Ahmet Çakır Ajansspor için yazdı: '1-0 iyi sonuç...'
1-0 iyi sonuç...
Ahmet ÇAKIR
İçerdeki gürültü-patırtıdan kurtulma şansımız yok çünkü biz başka türlü yaşayamıyoruz. Neyse ki Fenerbahçe ve Galatasaray’ın Avrupa maçları biraz havanın değişmesini sağlayacak. Kendi sahanda gol yemeden kazanmak, tur atlamanın altın anahtarlarından biri olarak kabul edilir. Fenerbahçe’nin
daha fazlasını yapabilecek gücünün olmadığı da ortada. Zenit’in yaklaşık 2 aydır lig maçı oynamayıp hazırlık karşılaşmalarıyla idare etmek zorunda oluşunun yarattığı şans iyi değerlendirildi sayılır. Üstelik, ülkemizin Avrupa puanı açısından bıçak sırtındayız. Takımlarımız elense bile hiç değilse kendi
sahamızdaki maçları kazanmak sanıldığından çok daha büyük önem taşıyor. Dolayısıyla Fenerbahçe mümkün olanı yaptı. Bundan sonrası için de biraz şansa gereksinmesi olacak.
***
Trabzonspor’un Galatasaray maçındaki hakem hatalarına isyanıyla ilgili olarak herhangi birşey söylememek belki de en iyisi. Ancak sevgili Ahmet Ağaoğlu, bu konudaki hırçın tavrının kendi kalesine gol olarak geri dönebileceğini de hesaba katmak zorunda olduğunu biraz unutmuş gibi görünüyor.
Şota’nın teknik direktörlüğü döneminde Trabzonspor- Galatasaray maçında Erkan Zengin’e yapıldığı düşünülen penaltıyı Cüneyt Çakır’ın vermediği iddiasıyla başlatılan isyan da Bordo-Mavili takıma çok pahalıya malolmuştu. Saha dışındaki mücadelenin dozunda yapılmayışı sahadaki mücadeleye inanılması zor boyutta zarar verebiliyor. Sevgili Ağaoğlu’nun korkunç bir enkaz devraldığını herkes biliyor. Bunu mümkün olabilecek en kısa zamanda epeyce onardı. Ancak hala işi çok zor ve bu süreçte yaşadıkları da elbette sinirlerini alabildiğine bozdu. Yoksa, başta Çanakkale olmak üzere söylediklerinin büyük bir bölümünün son derece yersiz ve yakışıksız olduğunu hepimizden iyi bilir.
Üstelik, hangi takımın ne gibi hakem hatalarının kurbanı olduğuna ilişkin tartışmalara girecek olursak, işin içinden çıkamayız.

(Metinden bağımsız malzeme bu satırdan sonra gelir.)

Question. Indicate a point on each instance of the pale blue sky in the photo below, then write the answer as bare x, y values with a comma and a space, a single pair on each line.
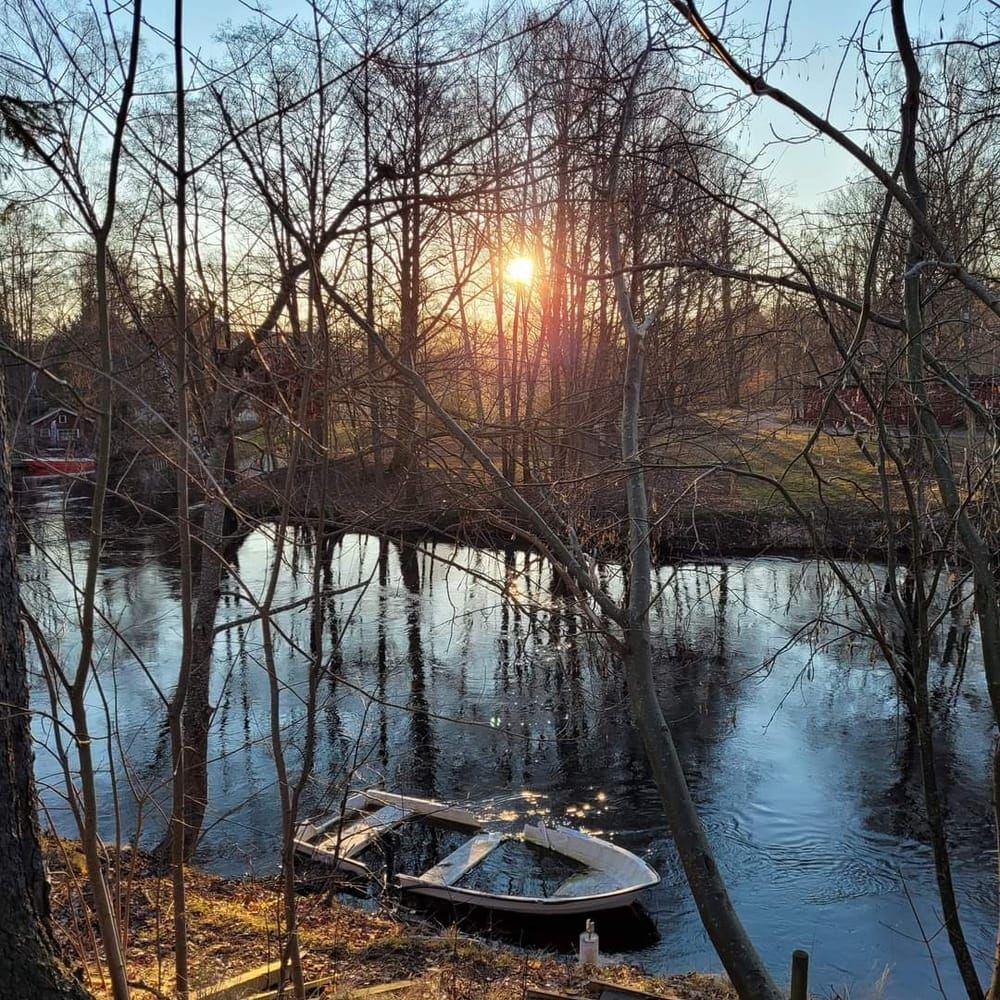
816, 39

Minicik bir örnek, Trabzonspor-Ankaragücü maçının son dakikalarında Sarı-Lacivertli takımın nizami golünün verilmediğini de Mustafa Çulcu TRT’de anlattı. Dolayısıyla “Bizim 1 tek haram puanımız varsa...” gibisinden söylemleri temellendirebilmek o kadar kolay değil. Hakem hataları yüzünden kazanılan ve kaybedilen puanlar her yerde olabiliyor...

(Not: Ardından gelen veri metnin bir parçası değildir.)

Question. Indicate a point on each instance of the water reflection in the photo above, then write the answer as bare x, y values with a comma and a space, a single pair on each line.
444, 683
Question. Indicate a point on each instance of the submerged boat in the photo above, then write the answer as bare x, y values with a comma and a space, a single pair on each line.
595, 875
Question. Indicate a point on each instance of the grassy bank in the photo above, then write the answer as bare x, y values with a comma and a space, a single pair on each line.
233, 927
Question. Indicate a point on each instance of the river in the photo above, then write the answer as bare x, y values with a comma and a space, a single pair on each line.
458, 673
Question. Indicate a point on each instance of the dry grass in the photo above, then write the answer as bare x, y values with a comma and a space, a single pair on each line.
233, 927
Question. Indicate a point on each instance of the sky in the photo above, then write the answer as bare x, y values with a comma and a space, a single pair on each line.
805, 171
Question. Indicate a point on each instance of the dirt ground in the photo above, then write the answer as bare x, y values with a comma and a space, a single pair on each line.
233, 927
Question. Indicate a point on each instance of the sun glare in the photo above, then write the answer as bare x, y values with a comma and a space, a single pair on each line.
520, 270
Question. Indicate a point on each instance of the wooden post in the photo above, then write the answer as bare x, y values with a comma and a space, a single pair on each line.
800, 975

Bir yığın çirkin söz de Ümit Öztürk’le ilgili olarak ediliyor. Bana göre, son iki yılın en iyi hakemi odur. Bu işi gerekli ciddiyetle takip eden biri olarak, kafamdaki bu sıralamayı Cüneyt Çakır ve Fırat Aydınus gibi yıldızları da işin içine katarak yapıyorum.

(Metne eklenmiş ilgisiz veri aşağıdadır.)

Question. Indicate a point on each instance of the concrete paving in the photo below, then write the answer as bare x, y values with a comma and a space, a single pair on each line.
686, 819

Futbolla ilgili olarak herhangi bir fikri, söylenmeye değer bir görüşü olmayan yorumcular, kaçınılmaz olarak hakem üzerinden prim yapmaya çalışıyor. Bu sayede haktan yanaymış gibi görünme şansı da doğuyor. Umurlarında bile değil. Hepimizle alay ediyorlar. Toplum da ne yazık ki bu tür saçmalıkları çok daha büyük bir keyifle paylaşıyor. Sonrasında da içinde bulunduğumuz durum ortaya çıkıyor: Bitmez-tükenmez bir kaos...
***
Yusuf Namoğlu’nun görevi bırakması olağan bir gelişme. Zaten daha önce milletvekilliği, belediye başkanlığı yapmış ve bu görevi de yürütmüş birinin yeniden oturması hiç de gerekli olmayan iğneli bir koltuktu bu. İşin tarihinde “Şu MHK başkanı iyiydi” denilen biri yok! Tarihin en başarılısı bile olsanız, hakemin verdiği ya da vermediği bir penaltı sıfıra düşmenize yetebiliyor. Böyle bir ortamda ne yapabilirsiniz ki...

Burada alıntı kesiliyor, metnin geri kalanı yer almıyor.